= Pick Up Performance Company =

Theatrical producing organization

The Pick Up Performance Company, also styled as Pick Up Performance Co(s), is a not-for-profit theatrical producing organization founded in 1971 and incorporated in 1978. Its mission is to support the artistic work of choreographer-director-writer David Gordon and playwright-director Ain Gordon. Its producer is Alyce Dissette.

The company is located in Manhattan, New York City and its productions have been performed throughout the city, including in the Brooklyn Academy of Music, Dance Theater Workshop, New York Theatre Workshop, Danspace Project, the Joyce Theatre, P.S. 122, The Kitchen, the Baryshnikov Arts Center, and other venues.
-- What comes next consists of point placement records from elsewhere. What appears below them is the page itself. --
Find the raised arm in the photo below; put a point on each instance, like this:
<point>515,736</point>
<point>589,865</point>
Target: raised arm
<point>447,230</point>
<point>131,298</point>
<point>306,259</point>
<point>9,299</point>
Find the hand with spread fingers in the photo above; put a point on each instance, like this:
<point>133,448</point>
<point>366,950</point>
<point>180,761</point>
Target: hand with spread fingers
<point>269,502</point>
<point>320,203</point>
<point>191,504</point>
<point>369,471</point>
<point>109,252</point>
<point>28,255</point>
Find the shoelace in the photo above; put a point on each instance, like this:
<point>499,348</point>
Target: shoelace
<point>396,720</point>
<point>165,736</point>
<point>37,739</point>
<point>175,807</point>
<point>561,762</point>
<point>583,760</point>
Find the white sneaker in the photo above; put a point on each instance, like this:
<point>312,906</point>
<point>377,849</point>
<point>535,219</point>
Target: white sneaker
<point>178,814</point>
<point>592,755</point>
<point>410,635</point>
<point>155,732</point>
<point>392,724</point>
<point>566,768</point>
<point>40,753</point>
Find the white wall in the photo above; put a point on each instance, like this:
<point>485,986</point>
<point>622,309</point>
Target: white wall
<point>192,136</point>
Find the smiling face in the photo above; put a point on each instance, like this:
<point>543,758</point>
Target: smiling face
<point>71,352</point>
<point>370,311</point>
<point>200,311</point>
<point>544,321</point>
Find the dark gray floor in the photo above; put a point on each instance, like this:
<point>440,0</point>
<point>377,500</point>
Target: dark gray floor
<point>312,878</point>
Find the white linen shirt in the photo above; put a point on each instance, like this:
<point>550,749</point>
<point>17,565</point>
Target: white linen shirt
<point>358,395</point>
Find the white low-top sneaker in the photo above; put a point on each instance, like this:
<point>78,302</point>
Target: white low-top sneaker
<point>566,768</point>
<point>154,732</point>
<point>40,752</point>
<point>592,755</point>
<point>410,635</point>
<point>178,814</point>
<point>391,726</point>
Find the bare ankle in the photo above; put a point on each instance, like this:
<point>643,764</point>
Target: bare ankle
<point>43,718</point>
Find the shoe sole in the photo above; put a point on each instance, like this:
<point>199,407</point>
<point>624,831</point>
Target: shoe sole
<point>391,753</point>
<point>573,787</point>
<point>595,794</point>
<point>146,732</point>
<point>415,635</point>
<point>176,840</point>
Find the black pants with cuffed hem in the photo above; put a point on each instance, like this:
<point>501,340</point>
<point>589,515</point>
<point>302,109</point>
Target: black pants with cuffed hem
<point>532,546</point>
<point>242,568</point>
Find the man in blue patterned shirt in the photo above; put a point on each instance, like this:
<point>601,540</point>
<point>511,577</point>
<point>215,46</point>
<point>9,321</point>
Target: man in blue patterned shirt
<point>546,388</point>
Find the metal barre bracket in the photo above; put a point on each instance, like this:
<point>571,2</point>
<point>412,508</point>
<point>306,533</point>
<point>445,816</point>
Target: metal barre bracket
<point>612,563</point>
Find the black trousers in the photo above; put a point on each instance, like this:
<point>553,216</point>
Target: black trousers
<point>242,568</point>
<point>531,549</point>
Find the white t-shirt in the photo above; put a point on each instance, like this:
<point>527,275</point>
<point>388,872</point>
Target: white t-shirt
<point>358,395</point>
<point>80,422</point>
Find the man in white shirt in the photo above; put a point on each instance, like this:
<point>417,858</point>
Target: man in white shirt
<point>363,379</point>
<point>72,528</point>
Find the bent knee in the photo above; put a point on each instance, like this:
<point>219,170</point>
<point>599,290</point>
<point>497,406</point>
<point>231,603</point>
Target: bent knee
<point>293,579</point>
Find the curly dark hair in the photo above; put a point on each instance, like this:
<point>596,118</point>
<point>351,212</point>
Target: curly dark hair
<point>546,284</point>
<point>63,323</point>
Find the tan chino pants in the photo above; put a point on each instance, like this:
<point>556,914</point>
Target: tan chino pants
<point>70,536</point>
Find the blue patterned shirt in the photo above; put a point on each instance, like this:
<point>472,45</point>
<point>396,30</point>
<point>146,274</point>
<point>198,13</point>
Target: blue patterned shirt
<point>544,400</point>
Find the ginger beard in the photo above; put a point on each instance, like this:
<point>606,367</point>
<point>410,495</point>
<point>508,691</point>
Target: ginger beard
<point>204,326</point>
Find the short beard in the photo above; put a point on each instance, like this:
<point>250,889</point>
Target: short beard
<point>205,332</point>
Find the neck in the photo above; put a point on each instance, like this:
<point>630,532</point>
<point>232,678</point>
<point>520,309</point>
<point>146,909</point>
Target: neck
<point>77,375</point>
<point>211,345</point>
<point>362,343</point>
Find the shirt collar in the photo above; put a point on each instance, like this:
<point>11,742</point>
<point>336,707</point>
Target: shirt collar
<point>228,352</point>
Its work has also been seen in London and in major venues throughout the United States, including American Repertory Theatre in Cambridge, the Walker Art Center in Minneapolis, the Krannert Center for the Performing Arts in Urbana, Illinois, the Mark Taper Forum and the Geffen Playhouse in Los Angeles, the American Conservatory Theater and the ODC/Dance Theater in San Francisco, and many others.

In 2005, it was among 406 arts and social service institutions to receive part of a $20 million grant from the Carnegie Corporation, which was made possible through a donation by New York City mayor Michael Bloomberg.

In 1992, Ain Gordon became co-director of the company founded by his father. With the death of the elder Gordon in 2022, Ain Gordon became the Director of the company, with Alyce Dissette continuing in her role as Producing Director.